Alemseged Aregay, the deputy chairman and foreign affairs officer of the Tigray Independence Party, voiced his concerns, stating, "Tigray has devolved into a haven for lawlessness. Daily, countless lives are lost, and hunger ravages the land. Meanwhile, senior Tigray People Liberation Front (TPLF) officials roam the city in unmarked vehicles, behaving in a manner reminiscent of terrorists."
The "Alliance for Radical Change," a coalition of Tigray opposition parties, called for a September 7, 2023 protest. Their motivation stems from the perceived failure of the interim administration to uphold the rule of law and effectively implement the Pretoria Agreement.
Amdom Gebreselassie, Chairman of Arena Tigray for Democracy and Sovereignty, highlighted that one-third of Tigray's territory remains outside the interim administration's control, where allegations of human rights violations persist, seemingly ignored by authorities.

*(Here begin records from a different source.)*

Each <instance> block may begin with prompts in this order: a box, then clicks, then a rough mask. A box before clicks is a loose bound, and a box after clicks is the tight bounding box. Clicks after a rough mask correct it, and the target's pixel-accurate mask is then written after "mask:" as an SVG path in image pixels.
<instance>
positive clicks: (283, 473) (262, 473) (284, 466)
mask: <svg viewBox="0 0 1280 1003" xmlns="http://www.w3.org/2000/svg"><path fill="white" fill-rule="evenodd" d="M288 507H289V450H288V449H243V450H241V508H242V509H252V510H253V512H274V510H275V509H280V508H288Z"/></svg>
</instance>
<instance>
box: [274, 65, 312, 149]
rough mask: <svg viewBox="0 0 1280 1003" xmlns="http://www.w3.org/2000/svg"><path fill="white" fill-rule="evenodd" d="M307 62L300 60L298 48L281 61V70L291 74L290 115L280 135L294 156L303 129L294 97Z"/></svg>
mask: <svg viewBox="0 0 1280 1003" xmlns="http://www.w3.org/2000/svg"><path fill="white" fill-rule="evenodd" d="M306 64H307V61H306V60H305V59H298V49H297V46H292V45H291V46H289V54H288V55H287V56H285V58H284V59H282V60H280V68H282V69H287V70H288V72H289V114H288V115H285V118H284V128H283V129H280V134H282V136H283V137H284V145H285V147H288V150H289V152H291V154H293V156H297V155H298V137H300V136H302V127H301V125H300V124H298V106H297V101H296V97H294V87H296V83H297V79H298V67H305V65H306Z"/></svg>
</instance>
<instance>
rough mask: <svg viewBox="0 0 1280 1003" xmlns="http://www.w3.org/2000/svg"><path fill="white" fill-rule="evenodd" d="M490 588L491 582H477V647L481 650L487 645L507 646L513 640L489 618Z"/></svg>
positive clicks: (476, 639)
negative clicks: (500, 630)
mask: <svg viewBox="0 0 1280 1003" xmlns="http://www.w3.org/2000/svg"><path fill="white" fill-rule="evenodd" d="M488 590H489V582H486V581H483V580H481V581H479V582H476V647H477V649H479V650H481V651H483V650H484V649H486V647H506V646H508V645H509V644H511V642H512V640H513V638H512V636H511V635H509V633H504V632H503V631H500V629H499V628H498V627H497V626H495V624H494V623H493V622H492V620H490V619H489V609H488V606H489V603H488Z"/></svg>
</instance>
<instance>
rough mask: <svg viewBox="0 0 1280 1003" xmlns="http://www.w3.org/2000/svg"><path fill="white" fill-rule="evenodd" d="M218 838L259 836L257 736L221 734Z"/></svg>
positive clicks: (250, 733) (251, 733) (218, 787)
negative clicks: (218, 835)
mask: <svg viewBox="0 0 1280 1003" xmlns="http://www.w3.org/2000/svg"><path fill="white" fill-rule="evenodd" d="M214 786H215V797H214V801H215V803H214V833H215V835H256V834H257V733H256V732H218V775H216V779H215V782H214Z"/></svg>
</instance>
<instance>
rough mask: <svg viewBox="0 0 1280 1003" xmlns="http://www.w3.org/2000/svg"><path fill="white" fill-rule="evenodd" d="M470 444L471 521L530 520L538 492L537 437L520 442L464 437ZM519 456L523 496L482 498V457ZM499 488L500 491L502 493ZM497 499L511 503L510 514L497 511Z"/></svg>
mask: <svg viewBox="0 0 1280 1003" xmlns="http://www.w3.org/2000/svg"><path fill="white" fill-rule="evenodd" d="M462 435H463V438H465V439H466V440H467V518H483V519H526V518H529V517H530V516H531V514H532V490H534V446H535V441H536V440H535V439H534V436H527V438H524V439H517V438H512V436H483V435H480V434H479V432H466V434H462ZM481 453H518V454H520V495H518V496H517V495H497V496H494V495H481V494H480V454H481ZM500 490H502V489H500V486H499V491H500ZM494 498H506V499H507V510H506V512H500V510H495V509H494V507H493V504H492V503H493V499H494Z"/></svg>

In an open letter outlining the objectives of the peaceful demonstration, the alliance emphasized its commitment "to combat this corrupt, incompetent, and totalitarian regime and, in doing so, bring about fundamental change in Tigray."
Alemseged pointed out that the interim administration, dominated by the TPLF, has only two members from competing parties, leaving 95 percent of its composition in the hands of TPLF representatives. The demonstration, therefore, arises from concerns regarding the interim administration's performance.
Members of the "Alliance for Radical Change" contend that lawlessness prevails in the Tigray region, endangering the basic human right to life. Following the Ashenda holiday, a bomb attack in a Mekelle City pub claimed four lives and injured at least ten people. At the same time, reports of robberies and murders have become increasingly common. Despite Addis Zeybe's efforts to elicit a response from the interim administration regarding the rising crime rates, success has proven elusive.
The Mekelle city administration has banned the scheduled demonstration, citing heightened security concerns associated with the upcoming new year. The Chairman of Arena Tigray for Democracy and Sovereignty argued that these reasons are inconsistent with the current situation in Tigray, characterizing them as a mockery of dictatorial and oppressive governance. In response to the ban, additional police and militia forces are being deployed to suppress the demonstration despite claims of insufficient capacity to safeguard it.
In the Tigray region, five rival parties, including the National Congress of Greater Tigray, Tigray Independence Party, Salsay Woyane Tigray, and the Assimba Democratic Party (which later withdrew from the alliance), have united under the banner of the "Alliance for Radical Change." Their collective demand is to remove the current interim administration and replace it with a democratic and inclusive one.
The Democratic Party of Asimba recently withdrew from the alliance, citing procedural issues with the rally's organization.
Five months after the Pretoria peace agreement, the interim administration of the Tigray region officially took shape on April 5, 2023, with 27 cabinet members. Getachew Reda assumed the role of interim president, appointed by Prime Minister Abiy Ahmed on March 23, 2023. Notably, the TPLF controlled 51 percent of the interim administration cabinet, with the remaining 49 percent allocated to Tigray armed forces, intellectuals, and opposition political parties. The Baitona party secured two key positions as heads of the Water and Energy Bureau and the Transport Bureau of the Tigray region.
Amnesty International has raised grave concerns about war crimes and potential crimes against humanity committed by the Eritrean Defence Forces (EDF) in the Tigray region, both before and after the Cessation of Hostilities Agreement (CoHA) in November 2022.